Mizell Henderson can’t even remember the name of the infection that attacked his immune system and put him in the hospital for months, but he is constantly reminded of its financial burden because it saddled him with $42,000 of medical debt.
“When they finished [the operation], I had holes in my body, rips and tears from where they were trying to get the infection out of my body,” Henderson says.
Three years later, Henderson, 62, receives a monthly disability check from Social Security in the mail — but part of that check, he says, has already been taken away to pay for the bills from his time at UPMC Presbyterian. He is struggling to pay off his medical debt.
Henderson’s story is one of many familiar to Ben Fiorillo, an organizer with the Pennsylvania-based human-rights organization Put People First! PA (PPF). More than 1.5 million Pennsylvanians have unpaid medical debt, according to the group. And in America, more than 35 percent of those with medical debt have difficulty paying for basic necessities like food, heat, or housing.
“It’s one of the terrible symptoms of our for-profit health care system,” says Fiorillo.
PPF recently partnered with the national debt-forgiveness group RIP Medical Debt to eliminate more than a million dollars in medical debt in Western Pennsylvania. Through a series of fundraisers, PPF raised $16,466, which RIP Medical Debt will use to purchase $1.6 million in medical debt for pennies on the dollar in 18 Western Pennsylvania counties, including Allegheny.
Fiorillo says 875 people in those counties will have their debt forgiven. That’s a tiny fraction of the 1.5 million Pennsylvanians with unpaid medical bills, but RIP Medical Debt targets debt belonging to those most in need. The people whose debt will be forgiven have declared bankruptcy, make less than half the federal poverty level, or spend more than 5 percent of their income on medical bills.
“It’s not every single person in Western Pennsylvania who’s in medical debt,” Fiorillo says. “It’s a subset of people who are facing the worst impact of it.”

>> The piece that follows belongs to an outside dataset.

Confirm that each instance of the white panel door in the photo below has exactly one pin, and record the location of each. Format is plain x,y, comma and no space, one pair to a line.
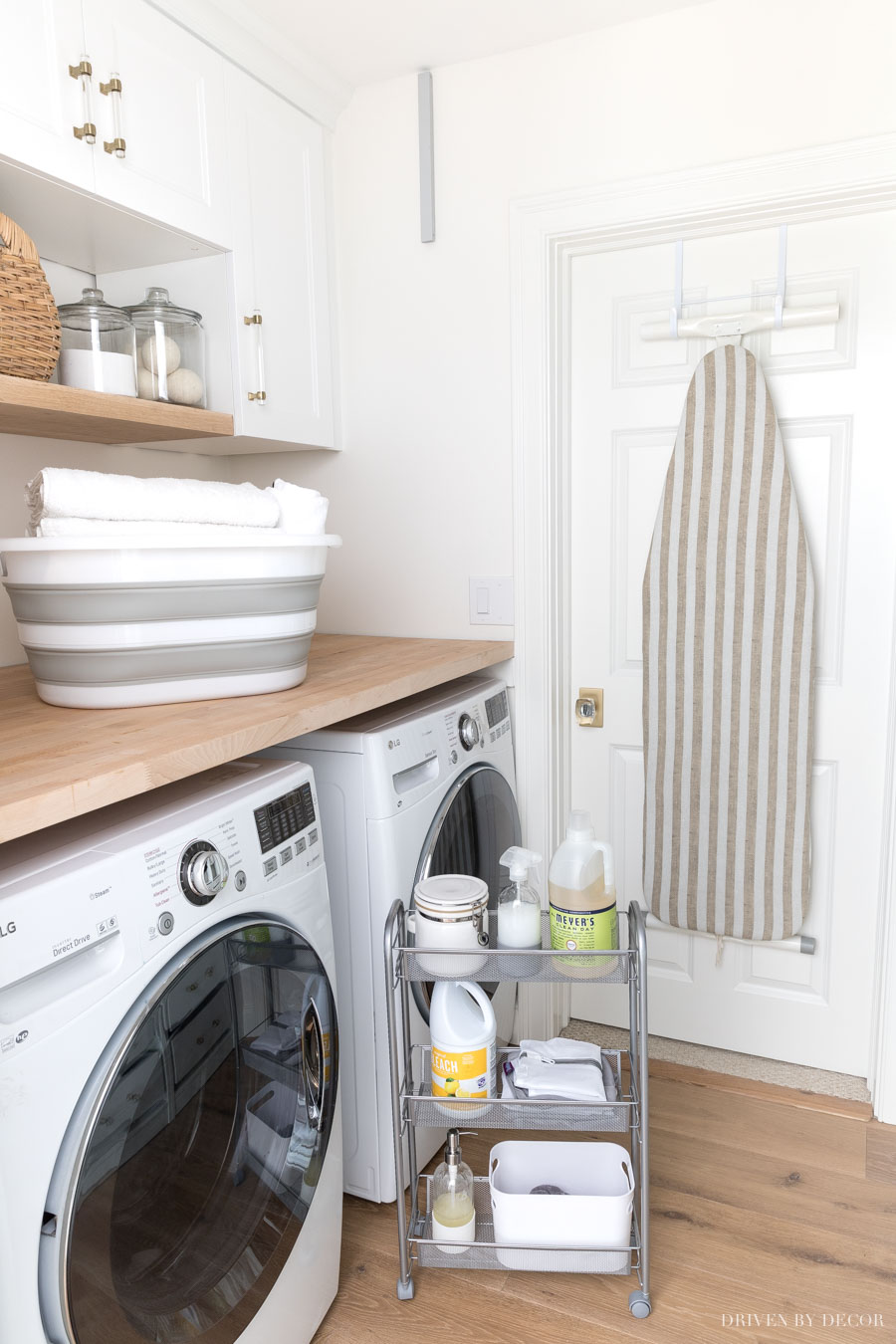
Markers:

PPF organizers don’t know the personal information of the people whose debt they’ve bought, but the portfolios RIP Medical Debt purchases include personal information that allow them to contact patients. Fiorillo says RIP Medical Debt is in the process of informing the 875 Western Pennsylvania patients that their debt has been forgiven.
RIP Medical Debt functions like a debt-collection agency. Typically, health insurance companies are willing to transfer ownership of the debt for pennies on the dollar, since they don’t have the desire or resources to collect the debt for the original cost. But instead of hounding people to pay the debt like debt-collection agencies would, RIP Medical Debt just forgives it. And because it’s a nonprofit, the forgiven debt isn’t taxed.
A few years ago, the process was popularized by talk-show host John Oliver, who paid about $60,000 on air to purchase more than $15 million in medical debt.
PPF’s ongoing “health care is a human right” campaign attempts to fight flaws in the state’s health care system. Ultimately, PPF’s goal is to push state lawmakers to pass a single-payer health care plan in Pennsylvania and take private insurance companies out of the equation entirely.
“This is a long-term fight in order to win a universal single-payer health care system,” Fiorillo says. In the meantime, the group is pushing for legislation that would establish an office for a public health care advocate in the state government.
“I think it’s important to put in context what’s actually happening around the issue of medical debt,” Fiorillo says. “What we have in our current health-care system is insurance companies that are incentivized to pay out as little as possible.”